O trióxido de arsênio sozinho, inclusive, poderia ser um tratamento para portadores de meduloblastoma de até três anos de idade, a ser explorado em combinação com quimioterápicos clássicos para o meduloblastoma. Crianças dessa faixa etária não podem ser tratadas com radioterapia no cérebro devido aos danos irreversíveis que a radiação pode causar no sistema nervoso.

Mutação
A escolha da droga se deu pelo fato de ela ser conhecida por bloquear a mesma via de sinalização celular, a SHH, na leucemia. Essencial durante a gênese do embrião humano, a SHH é desativada quando a embriogênese é concluída. Quando, por razões ainda desconhecidas, ela é reativada, acaba levando a alguns tipos de câncer, como alguns de pele, meduloblastomas e diferentes tipos de leucemia.
“Outra vantagem do trióxido de arsênio foi a capacidade de penetração na barreira hematoencefálica, estrutura que protege o sistema nervoso central de substâncias potencialmente tóxicas presentes no sangue. Estudos prévios mostraram que, no meduloblastoma, a penetração foi razoável”, explica Elvis Terci Valera, médico assistente do Hospital das Clínicas da FMRP-USP e professor da pós-graduação do Programa de Saúde da Criança e do Adolescente da instituição, que coordenou o estudo.
Normalmente, os meduloblastomas do grupo SHH têm um prognóstico intermediário, com metade dos pacientes respondendo bem ao tratamento. No entanto, quando ocorre a mutação somática no gene TP53, o prognóstico é pior. Isso porque o gene tem a função de checagem da via SHH, podendo corrigir eventuais alterações que levam ao câncer.

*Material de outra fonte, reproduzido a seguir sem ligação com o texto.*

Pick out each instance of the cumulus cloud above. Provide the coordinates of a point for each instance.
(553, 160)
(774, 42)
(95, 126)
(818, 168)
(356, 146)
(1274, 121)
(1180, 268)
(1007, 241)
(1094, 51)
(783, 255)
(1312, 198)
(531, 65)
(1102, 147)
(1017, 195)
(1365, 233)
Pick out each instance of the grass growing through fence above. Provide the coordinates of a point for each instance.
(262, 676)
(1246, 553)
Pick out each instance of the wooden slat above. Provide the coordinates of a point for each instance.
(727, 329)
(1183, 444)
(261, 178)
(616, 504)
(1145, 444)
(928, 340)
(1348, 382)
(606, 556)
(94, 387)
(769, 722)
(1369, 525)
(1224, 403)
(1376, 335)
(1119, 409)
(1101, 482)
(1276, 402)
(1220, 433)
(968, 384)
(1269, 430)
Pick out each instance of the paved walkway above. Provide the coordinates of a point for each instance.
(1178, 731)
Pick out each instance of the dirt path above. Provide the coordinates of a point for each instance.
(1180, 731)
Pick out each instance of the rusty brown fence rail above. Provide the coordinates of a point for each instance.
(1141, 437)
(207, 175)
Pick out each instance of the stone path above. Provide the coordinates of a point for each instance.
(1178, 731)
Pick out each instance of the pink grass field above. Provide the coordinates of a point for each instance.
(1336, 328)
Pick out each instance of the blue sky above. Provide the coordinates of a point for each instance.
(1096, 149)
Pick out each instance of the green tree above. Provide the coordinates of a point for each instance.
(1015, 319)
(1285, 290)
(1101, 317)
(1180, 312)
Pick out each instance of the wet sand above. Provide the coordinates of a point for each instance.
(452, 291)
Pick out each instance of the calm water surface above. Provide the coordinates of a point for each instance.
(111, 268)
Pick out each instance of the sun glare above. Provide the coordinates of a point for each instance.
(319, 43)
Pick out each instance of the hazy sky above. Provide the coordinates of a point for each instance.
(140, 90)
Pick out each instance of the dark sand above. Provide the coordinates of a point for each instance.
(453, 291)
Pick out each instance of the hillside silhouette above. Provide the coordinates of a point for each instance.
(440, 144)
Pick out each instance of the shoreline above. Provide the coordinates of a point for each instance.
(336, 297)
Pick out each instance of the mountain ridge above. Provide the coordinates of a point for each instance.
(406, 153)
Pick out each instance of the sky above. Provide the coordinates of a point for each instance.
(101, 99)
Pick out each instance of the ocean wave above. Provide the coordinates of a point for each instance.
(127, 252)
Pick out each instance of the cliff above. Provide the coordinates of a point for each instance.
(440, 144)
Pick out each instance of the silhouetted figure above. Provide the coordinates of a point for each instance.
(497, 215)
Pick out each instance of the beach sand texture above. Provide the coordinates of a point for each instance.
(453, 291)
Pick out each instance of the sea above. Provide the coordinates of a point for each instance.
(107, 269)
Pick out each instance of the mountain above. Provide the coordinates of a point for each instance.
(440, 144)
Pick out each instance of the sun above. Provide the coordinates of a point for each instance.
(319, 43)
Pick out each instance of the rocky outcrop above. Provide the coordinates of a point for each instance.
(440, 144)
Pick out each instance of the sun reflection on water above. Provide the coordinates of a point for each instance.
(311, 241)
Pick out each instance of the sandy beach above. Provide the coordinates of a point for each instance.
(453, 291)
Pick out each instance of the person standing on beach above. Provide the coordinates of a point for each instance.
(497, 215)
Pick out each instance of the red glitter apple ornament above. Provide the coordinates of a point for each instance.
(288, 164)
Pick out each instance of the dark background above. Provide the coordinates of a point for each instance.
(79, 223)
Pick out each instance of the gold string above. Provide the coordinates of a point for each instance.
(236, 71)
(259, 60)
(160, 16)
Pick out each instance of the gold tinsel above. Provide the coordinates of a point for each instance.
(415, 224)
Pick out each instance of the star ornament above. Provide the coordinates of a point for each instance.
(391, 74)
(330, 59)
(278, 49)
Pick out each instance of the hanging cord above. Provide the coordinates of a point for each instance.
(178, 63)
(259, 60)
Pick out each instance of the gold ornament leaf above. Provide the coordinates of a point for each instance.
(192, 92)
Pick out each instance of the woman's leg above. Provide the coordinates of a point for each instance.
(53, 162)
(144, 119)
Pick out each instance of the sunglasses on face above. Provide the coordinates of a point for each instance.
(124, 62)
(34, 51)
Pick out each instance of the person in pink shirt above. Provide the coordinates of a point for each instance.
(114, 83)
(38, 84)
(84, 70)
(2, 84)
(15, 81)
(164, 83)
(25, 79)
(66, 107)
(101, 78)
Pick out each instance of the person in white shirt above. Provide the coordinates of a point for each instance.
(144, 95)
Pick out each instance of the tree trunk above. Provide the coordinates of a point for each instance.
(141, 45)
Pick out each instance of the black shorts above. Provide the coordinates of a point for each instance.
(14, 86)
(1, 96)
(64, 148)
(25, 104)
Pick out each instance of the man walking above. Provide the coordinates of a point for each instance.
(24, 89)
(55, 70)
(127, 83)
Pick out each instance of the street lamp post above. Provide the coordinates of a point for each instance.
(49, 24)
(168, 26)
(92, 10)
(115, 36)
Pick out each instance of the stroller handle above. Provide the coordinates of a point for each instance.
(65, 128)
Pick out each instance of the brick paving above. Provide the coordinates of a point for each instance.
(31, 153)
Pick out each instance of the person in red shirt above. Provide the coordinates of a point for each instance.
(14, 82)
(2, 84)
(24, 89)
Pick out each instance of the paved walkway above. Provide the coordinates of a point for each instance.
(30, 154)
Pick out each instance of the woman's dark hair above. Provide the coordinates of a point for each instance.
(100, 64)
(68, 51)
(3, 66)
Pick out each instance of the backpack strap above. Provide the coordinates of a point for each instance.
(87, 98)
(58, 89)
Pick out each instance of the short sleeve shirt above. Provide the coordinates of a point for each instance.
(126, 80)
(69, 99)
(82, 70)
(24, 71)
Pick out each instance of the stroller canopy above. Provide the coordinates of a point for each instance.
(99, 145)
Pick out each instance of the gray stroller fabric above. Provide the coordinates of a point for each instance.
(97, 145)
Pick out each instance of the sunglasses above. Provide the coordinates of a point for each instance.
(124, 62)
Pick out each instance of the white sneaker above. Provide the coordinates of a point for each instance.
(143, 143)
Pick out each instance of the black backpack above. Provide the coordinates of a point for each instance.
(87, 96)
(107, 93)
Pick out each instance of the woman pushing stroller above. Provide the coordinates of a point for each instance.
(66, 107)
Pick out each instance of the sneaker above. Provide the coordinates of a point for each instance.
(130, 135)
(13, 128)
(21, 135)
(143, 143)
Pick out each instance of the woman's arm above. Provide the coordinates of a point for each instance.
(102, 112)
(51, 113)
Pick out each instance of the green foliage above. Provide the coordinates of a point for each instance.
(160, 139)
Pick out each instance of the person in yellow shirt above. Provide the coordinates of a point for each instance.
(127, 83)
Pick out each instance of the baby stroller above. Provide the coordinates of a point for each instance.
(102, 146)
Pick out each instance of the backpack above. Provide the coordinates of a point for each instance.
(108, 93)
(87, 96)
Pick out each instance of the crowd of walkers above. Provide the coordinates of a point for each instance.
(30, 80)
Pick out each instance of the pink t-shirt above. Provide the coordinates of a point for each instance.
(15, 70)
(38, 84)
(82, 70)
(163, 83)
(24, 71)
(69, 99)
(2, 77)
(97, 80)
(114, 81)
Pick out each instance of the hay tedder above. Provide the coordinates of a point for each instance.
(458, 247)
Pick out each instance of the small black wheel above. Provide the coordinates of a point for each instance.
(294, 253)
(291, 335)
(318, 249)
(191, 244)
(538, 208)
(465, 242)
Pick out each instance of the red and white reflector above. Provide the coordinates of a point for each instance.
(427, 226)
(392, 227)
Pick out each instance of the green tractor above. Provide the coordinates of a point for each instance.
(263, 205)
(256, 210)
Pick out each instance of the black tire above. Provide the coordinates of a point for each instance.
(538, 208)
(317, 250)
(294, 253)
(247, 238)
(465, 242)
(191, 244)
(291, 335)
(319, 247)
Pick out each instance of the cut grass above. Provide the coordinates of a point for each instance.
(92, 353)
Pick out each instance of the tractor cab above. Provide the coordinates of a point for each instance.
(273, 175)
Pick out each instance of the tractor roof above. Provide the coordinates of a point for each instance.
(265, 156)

“A mutação germinativa nesse gene indica a chamada Síndrome de Li-Fraumeni, caracterizada por um conjunto de fatores clínicos, mas que geralmente envolve a perda de função do gene TP53 e aumenta as chances de ocorrência de diferentes tipos de tumor”, diz Klinger. Crianças e adolescentes com essa síndrome apresentam uma frequência aumentada de ocorrência de meduloblastoma, particularmente do subgrupo SHH.
Os pesquisadores agora pretendem testar o medicamento em modelos animais, a fim de verificar se os resultados serão os mesmos. Em caso positivo, o tratamento poderia futuramente ser testado em humanos.
O artigo Arsenic Trioxide exerts cytotoxic and radiosensitizing effects in pediatric Medulloblastoma cell lines of SHH Subgroup pode ser lido em: www.nature.com/articles/s41598-020-63808-9.